Older than schools, the games, rhymes, chants, insults, superstitions, riddles, jokes, sayings, secret codes and languages of children's folkloric play are ubiquitous and often of ancient pedigree. By listening and watching, children learn the verbal and kinetic patterns of their playlore. Sometimes shared with adults, the lore is generally learnt from other children in the long, anonymous chain of preservation, adaptation, innovation and decay.

Aboriginal children were masters of a variety of playlore at the time of Melbourne's foundation. Many of their games, reported by settlers or visitors to the colonies, were recognisable as variants of childhood traditions familiar to the observers. The playlore of these children included imitative and make-believe play, finger games, throwing and catching games, chasing and finding games, play with home-made toys, verbal play and many singing, dancing and story-telling games. At least some of these play traditions were learnt by non-Aboriginal children and became integrated into the colonising culture's childhood lore.
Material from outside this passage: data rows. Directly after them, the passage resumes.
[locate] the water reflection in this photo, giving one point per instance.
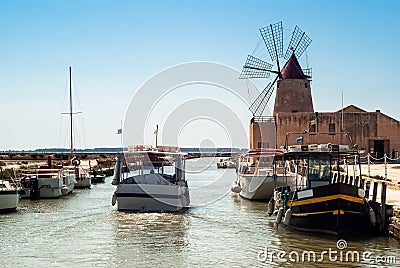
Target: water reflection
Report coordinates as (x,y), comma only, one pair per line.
(150,238)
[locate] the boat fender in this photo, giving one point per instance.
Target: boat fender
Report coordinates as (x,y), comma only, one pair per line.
(76,162)
(271,205)
(372,217)
(279,216)
(236,188)
(288,216)
(64,190)
(114,199)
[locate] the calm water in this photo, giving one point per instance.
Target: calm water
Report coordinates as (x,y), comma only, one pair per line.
(222,230)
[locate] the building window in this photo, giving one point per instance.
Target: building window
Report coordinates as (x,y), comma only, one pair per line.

The development of schools, especially after the institution of compulsory primary education in the 1870s, provided a new, concentrated locus for children's playlore. Gradually most pre-adolescent children were withdrawn from the labour market and separated from the adult world for six and a half hours a day, five days a week, gathered together and allowed free playtime two or three times a day. The unintended consequence was a flowering of children's folklore: their diverse, intense, often comic and subversive traditions of play.

In the school playground, folkloric play coexists with the adult games such as cricket and football encouraged by teachers. Most schoolyards consist of differing surfaces: earth suitable for marbles games, asphalt and brick walls for ball games, nooks for hiding, tree roots for imaginary houses, shelter shed seats for games like Statues. The performance of rhymes, riddles, jokes and insults takes place both inside and outside the schoolroom: like all playlore, it is a way of bonding with friends and excluding enemies.
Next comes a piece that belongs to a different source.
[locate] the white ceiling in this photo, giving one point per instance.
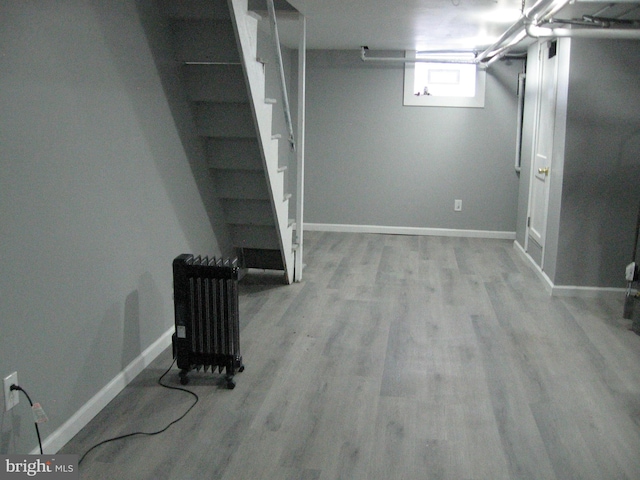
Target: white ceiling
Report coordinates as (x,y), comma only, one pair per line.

The verbal lore can reflect changes in community attitudes. Thus the lessening of religious enmity among Christians has led to the virtual disappearance of sectarian taunts such as 'Catholic [or Protestant] dogs/ Jump like frogs/ In and out the water!' However racial and ethnic slurs - 'Drop dead, pizza head!', 'Ra, ra, refugee/ Go back to your own country!' - continue to mirror current prejudices.

The Australian Children's Folklore Collection, a vast archive of children's lore and language, was acquired by Museum Victoria in 1999, which also publishes the bi-annual Play and Folklore on the Internet. The Melbourne Museum exhibits some of this material in its schoolyard display. Despite regular predictions of the demise of children's folklore, the verbal and kinetic play traditions of childhood continue to be practised, adapted and renewed in Melbourne schoolyards. New technologies, such as television and computers, are integrated into the playlore; a new resource, not a death-knell, for children's play.